Sorosilicate mineral

Normandite is an orange-brown, monoclinic sorosilicate mineral with the idealised formula NaCa(Mn,Fe)(Ti,Nb,Zr)Si2O7OF. It is the titanium analogue of låvenite and a member of the wöhlerite group.

==History==
Charles Normand discovered the mineral in 1980 at the Poudrette quarry, Mont-Saint-Hilaire, Quebec. George Y. Chao and Robert A. Gault described it as a new mineral species in 1997 and named it in Normand's honour.

==Occurrence and properties==
The Poudrette quarry is the type locality. There, normandite occurs in nepheline syenite and its miarolitic cavities, associated with nepheline, albite, microcline, aegirine, natrolite, catapleiite, kupletskite, eudialyte, cancrinite, villiaumite, rinkite and donnayite-(Y). It forms transparent to translucent orange-brown aggregates of subparallel acicular crystals up to 10 mm long, as well as yellow fibrous patches.

The mineral has a white to very pale-yellow streak, a vitreous lustre, distinct {100} and {001} cleavages, and a conchoidal fracture. Its Mohs hardness is 5–6 and its measured density is about 3.50 g/cm^{3}.

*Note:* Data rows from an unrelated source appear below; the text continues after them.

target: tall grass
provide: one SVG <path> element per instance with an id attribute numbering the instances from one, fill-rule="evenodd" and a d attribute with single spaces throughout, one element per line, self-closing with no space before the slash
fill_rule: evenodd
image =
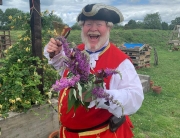
<path id="1" fill-rule="evenodd" d="M 19 32 L 12 32 L 16 39 Z M 150 90 L 144 93 L 142 107 L 131 115 L 135 138 L 179 138 L 180 136 L 180 51 L 169 51 L 167 44 L 171 31 L 162 30 L 112 30 L 110 40 L 117 46 L 124 42 L 149 44 L 156 48 L 158 65 L 154 65 L 154 51 L 151 51 L 150 68 L 141 68 L 139 74 L 149 75 L 154 85 L 160 85 L 162 92 Z M 15 35 L 15 36 L 14 36 Z M 81 43 L 80 31 L 71 31 L 68 38 Z"/>

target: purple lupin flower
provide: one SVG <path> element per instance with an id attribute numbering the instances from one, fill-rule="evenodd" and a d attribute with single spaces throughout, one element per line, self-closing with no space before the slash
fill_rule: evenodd
<path id="1" fill-rule="evenodd" d="M 56 80 L 56 83 L 52 85 L 54 91 L 60 91 L 64 88 L 73 87 L 80 80 L 80 75 L 73 76 L 72 78 L 61 78 Z"/>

==Classification and structure==
Normandite crystallises in space group P2_{1}/a. Its structure has the four-column-wide walls of cation-centred polyhedra characteristic of wöhlerite-group minerals, interconnected by corner sharing and by Si_{2}O_{7} groups. Its relationship to låvenite principally reflects substitution of Ti for Zr in corresponding structural sites.